不良長寿のカナメは、免疫力です。 生命力は免疫力、と言っても過言ではないと思います。 それでは、免疫力を元気に保つ生活習慣は? よく笑って動く。 これに尽きます。


「非まじめ」のすすめ』という森政弘氏の本がある。 非まじめ、と不まじめとは違う。 不まじめとは、いい加減で、人に迷惑をかけたり、誠意がない人のことをいう。 非まじめとは、力がほどほど抜けていて、いい意味でのテキトーさや遊び心があり、しかも誠意のある人のことをいう。

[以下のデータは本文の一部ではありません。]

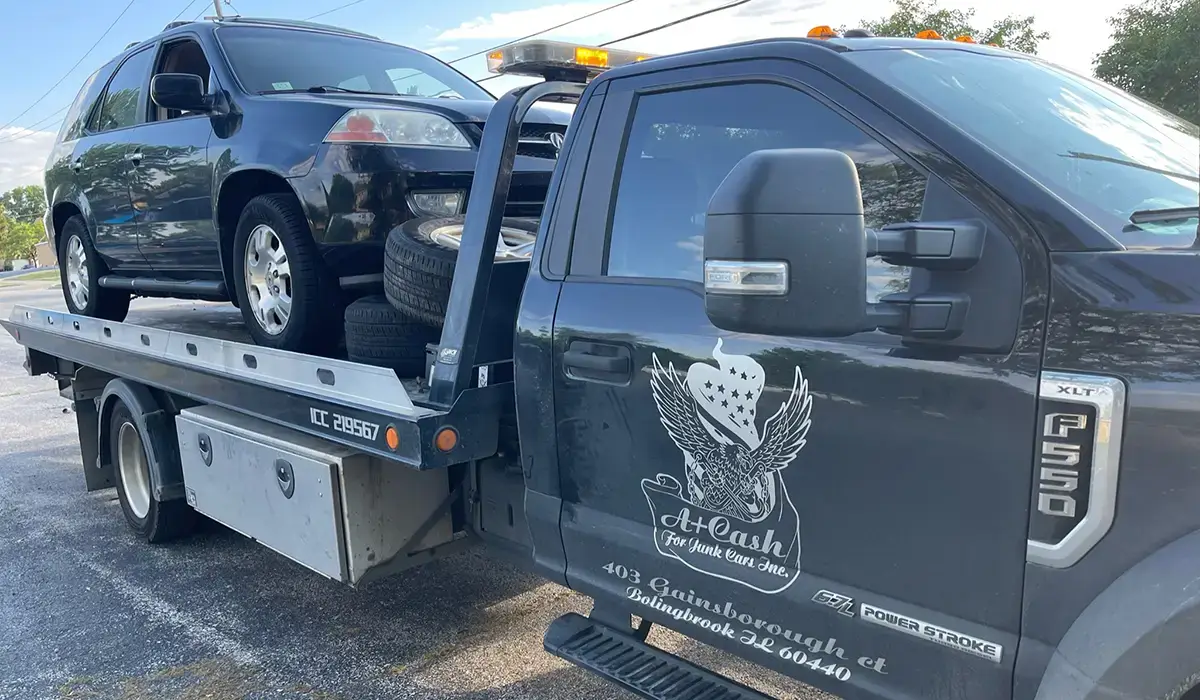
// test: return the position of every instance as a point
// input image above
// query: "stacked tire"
(418, 271)
(379, 334)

非まじめな人は、何か事が起きても、不思議にそれを乗り越える力を持っているが、不まじめな人や、逆にまじめ過ぎる人も、行き詰まってしまうことが多い。 非まじめな人は、「まじめ」も「不まじめ」も超えた人。

非まじめな人は、やりたいことをやって「今」を楽しみ、よく笑う、陽気な人。 非まじめな人は、明るくたくましくマイペース、つまりいい意味で「わがままでやんちゃ」な人。 人生を、非まじめに、明るく笑って過ごしたい。